Ein Racheakt oder eine Erpressung?
In den Medien heisst es, einige Besetzer des ehemaligen Astor hätten die Macht, anderen Zimmer zuzuweisen und dafür Geld zu verlangen. Oder ihnen den Aufenthalt zu verweigern und sie auf die Strasse zu setzen. Katas Vater und ihr Onkel gehören angeblich zu diesen Armen, die noch Ärmere ausbeuten. Im März kommt es im ehemaligen Astor zu einer Massenschlägerei, bei der zwei Peruaner so schwer verletzt werden, dass sie ins Spital müssen. Und kürzlich, so erzählen Besetzerinnen und Besetzer, habe sich Katas Familie in ihrem Zimmer verbarrikadieren müssen, um sich vor Angriffen wütender, mit Messer bewaffneter Mitbewohner zu schützen. Dabei sei ein junger Ecuadorianer aus dem Fenster gestürzt.

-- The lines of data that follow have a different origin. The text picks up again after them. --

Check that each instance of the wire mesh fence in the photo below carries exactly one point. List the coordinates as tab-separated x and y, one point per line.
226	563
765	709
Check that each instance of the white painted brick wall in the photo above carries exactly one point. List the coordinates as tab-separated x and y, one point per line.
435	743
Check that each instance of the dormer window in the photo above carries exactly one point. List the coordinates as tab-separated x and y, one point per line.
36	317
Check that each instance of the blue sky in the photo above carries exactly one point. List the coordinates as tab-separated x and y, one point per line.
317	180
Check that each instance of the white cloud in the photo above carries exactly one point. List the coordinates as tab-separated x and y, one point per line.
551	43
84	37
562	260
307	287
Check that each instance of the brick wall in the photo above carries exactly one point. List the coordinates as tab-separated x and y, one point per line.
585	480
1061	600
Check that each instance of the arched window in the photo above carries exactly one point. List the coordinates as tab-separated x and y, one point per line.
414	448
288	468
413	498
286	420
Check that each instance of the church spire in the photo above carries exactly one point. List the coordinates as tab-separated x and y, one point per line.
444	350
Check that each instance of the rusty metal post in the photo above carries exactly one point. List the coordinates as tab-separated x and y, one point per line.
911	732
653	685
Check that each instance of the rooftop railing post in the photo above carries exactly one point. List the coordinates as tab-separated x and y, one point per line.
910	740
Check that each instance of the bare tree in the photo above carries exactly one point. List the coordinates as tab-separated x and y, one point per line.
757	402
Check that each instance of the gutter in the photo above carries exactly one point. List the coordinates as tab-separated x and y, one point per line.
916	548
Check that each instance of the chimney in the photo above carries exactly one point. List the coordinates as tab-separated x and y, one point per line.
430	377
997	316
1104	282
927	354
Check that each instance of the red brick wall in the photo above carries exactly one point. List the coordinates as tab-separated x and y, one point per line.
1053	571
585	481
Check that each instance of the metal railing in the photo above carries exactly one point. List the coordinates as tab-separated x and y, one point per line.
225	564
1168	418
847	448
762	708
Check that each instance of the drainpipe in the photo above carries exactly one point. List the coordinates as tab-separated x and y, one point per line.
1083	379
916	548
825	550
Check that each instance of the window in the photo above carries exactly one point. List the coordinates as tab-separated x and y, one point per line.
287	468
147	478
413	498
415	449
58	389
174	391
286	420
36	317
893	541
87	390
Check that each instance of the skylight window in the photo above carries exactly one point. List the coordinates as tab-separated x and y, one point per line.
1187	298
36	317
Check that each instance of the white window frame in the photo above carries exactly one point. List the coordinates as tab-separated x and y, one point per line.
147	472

Ein Racheakt oder eine Erpressung – das gilt mittlerweile als mögliches Motiv für das Verschwinden des Mädchens. Eine Person oder eine Gruppe von Personen, die ihre Wut auf Katas Eltern oder ihren Onkel an dem Kind auslassen. «Wir aus Rumänien haben nichts damit zu tun – die Peruaner wissen genau, wo sie ist», behauptet eine rumänische Bewohnerin des besetzten Hotels.
Jetzt ermittelt auch eine forensische Spezialeinheit.
Am Dienstag trinkt Katas Mutter in ihrer Verzweiflung Bleichmittel. Wie ernst der Selbstmordversuch ist, bleibt offen, aber sie verbringt einen Tag im Spital. Katas Vater wird unter Auflagen aus dem Gefängnis entlassen, um die Familie zu unterstützen. Gemeinsam tritt das peruanische Elternpaar in der landesweit bekannten Fernsehsendung «Chi l’ha visto?» (Wer hat ihn gesehen?) auf, in der verschollene Personen gesucht werden. Katas Vater sagt: «Ja, es gab einige Probleme im besetzten Gebäude, aber ich kann nicht glauben, dass jemand ein Kind da mit reinzieht.»
Mittlerweile ermitteln auch Agenten einer forensischen und kriminaltechnischen Spezialeinheit der italienischen Polizei. Aber Kata bleibt verschwunden.